Coïncidence du désir et du monde

Dès la première formulation du « nous croyons être au Paradis », l’impression paradisiaque est présentée comme l’effet d’une merveilleuse coïncidence, au réveil, entre les rêves de la nuit et les propositions faites par le jour. Cette coïncidence est ce qui fondera l’incipit du texte définitif :

‘Que parfois la Nature, à notre réveil nous propose
Ce à quoi justement nous étions disposés,
La louange aussitôt s’enfle dans notre gorge.
Nous croyons être au Paradis (NR, II, 340). ’
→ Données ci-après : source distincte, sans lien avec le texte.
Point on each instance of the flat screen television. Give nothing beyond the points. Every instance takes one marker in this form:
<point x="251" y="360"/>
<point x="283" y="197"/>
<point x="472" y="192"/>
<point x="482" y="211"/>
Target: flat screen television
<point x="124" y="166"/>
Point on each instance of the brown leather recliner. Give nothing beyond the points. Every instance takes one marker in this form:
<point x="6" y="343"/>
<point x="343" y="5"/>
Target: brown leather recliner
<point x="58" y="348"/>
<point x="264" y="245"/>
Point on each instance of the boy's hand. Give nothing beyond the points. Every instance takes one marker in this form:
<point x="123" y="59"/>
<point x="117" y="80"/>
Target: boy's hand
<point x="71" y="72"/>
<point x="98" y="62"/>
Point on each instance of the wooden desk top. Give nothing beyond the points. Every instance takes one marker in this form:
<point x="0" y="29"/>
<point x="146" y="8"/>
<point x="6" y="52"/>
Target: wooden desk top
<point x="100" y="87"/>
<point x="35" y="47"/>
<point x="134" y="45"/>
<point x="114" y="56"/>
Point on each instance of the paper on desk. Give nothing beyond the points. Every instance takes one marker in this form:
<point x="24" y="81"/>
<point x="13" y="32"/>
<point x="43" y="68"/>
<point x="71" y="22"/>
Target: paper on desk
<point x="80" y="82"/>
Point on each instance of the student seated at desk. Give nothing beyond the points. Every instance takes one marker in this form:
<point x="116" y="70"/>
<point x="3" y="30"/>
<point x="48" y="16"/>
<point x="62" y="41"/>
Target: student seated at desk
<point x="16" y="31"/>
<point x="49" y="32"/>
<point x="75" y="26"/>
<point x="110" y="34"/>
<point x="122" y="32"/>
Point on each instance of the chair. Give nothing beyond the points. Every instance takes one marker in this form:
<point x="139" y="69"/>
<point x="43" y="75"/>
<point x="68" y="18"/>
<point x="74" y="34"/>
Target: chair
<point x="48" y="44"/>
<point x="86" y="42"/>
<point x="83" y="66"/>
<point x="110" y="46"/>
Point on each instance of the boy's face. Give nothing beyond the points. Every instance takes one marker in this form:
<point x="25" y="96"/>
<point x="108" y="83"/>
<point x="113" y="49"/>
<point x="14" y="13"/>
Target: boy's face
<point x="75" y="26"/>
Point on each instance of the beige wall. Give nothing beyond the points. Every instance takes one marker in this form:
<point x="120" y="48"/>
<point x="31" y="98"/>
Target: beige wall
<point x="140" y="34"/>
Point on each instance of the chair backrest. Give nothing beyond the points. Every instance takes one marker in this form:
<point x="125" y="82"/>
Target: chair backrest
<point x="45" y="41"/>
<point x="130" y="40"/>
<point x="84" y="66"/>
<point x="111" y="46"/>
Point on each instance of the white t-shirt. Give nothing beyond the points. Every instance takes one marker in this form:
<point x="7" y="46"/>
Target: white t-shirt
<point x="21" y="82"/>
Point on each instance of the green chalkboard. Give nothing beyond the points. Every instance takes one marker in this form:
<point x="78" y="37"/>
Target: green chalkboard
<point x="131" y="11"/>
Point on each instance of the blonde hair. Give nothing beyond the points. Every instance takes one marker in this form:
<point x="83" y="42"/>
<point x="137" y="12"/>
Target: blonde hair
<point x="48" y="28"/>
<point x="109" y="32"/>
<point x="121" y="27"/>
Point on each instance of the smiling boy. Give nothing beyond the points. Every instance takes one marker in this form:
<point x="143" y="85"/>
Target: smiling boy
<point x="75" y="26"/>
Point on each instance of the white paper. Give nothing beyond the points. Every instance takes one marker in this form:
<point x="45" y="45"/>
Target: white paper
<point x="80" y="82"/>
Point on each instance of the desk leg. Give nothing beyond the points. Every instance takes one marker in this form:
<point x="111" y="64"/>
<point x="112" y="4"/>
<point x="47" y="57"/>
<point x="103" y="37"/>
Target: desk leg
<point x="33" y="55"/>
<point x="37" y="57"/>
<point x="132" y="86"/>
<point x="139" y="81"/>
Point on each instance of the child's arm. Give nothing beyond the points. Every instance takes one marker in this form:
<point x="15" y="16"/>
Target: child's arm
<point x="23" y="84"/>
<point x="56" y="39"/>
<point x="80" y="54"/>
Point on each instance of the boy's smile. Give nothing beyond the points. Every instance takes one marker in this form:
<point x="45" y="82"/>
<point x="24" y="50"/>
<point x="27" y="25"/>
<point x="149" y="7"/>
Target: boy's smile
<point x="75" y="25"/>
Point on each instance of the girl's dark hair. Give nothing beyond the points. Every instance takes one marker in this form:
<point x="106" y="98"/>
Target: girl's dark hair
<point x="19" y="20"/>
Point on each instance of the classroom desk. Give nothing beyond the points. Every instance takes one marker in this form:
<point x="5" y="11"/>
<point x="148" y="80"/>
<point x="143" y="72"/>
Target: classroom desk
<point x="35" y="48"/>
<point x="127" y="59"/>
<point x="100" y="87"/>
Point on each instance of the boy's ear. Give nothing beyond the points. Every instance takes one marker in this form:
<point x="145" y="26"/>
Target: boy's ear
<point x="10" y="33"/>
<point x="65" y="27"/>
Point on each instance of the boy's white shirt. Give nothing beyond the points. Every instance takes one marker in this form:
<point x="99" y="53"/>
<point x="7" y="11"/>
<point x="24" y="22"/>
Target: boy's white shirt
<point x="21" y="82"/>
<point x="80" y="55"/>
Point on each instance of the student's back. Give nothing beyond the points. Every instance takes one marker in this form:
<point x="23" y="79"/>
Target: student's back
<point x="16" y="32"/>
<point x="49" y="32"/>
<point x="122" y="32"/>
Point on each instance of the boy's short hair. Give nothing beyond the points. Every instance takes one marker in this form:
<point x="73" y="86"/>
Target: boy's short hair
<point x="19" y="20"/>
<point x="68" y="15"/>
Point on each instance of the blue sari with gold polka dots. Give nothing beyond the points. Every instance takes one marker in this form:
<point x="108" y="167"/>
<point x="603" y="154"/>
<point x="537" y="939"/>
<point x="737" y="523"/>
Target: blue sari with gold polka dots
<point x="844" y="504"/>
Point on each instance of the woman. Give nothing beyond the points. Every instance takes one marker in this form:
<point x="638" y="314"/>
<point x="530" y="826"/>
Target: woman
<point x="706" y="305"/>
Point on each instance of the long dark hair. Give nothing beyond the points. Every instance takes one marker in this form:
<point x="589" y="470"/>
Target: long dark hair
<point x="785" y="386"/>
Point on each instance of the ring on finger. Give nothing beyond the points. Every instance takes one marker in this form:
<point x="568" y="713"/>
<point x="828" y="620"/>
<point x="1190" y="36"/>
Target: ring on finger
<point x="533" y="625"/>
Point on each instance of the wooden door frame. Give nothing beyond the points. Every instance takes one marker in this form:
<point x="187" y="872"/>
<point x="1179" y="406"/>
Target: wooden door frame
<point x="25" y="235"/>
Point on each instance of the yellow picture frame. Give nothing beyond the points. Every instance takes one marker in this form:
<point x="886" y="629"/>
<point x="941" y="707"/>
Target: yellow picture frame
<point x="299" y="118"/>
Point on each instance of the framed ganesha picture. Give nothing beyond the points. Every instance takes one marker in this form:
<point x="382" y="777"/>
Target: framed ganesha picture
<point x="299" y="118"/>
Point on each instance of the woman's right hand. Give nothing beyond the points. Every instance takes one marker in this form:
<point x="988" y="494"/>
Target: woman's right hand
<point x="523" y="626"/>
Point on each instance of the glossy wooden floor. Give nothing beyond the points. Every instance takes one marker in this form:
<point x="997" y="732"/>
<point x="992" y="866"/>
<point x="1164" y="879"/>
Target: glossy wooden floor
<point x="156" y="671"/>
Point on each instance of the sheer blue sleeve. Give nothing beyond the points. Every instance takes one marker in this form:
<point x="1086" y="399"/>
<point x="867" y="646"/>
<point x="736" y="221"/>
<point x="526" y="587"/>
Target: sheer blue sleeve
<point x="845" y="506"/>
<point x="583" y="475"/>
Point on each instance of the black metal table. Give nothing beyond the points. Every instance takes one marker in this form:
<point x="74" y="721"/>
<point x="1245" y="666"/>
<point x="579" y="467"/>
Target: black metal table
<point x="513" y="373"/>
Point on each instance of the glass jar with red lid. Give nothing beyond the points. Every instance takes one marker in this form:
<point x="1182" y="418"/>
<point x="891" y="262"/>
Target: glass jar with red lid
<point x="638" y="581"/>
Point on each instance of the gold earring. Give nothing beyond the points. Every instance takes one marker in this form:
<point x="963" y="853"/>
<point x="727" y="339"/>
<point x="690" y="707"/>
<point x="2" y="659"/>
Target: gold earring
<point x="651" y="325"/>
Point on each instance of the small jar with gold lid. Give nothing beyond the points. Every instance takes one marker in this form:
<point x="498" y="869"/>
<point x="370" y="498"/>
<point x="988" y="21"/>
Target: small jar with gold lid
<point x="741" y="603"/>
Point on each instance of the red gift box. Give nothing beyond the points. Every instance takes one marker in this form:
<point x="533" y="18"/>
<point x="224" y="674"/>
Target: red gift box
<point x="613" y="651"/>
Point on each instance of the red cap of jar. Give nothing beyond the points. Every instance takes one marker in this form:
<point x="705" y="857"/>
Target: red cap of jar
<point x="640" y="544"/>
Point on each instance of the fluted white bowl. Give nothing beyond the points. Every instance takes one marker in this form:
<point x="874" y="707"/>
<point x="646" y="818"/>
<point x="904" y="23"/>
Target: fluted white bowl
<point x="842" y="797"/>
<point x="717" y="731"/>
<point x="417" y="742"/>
Si le détail de cette articulation n’apparaît pas dans la version définitive, il est explicite dans les fragments de la fin du travail (juillet 1964), tels que les propose la Fabrique. Le sentiment d’« être au paradis » naît de ce que

‘parfois, la Nature au réveil de nos (…) cinq sens /au sortir du campement nocturne (…) leur propose (…) le séjour vers lequel, durant notre recomplexion nocturne, nous avions (…) profondément aspiré (…)
[ainsi nos sens] se croient au séjour qu’en leur recomplexion nocturne ils avaient tous ensemble profondément aspiré (FP, II, 507). ’

Ce qui fait « s’enfler » la parole, c’est cette coïncidence, à l’aurore, du désir et du monde. Voici que qui provoque l’inspiration, au sens propre ici, puisque enfler (du latin inflare, de flare « souffler ») signifie « remplir de souffle, d’air »855.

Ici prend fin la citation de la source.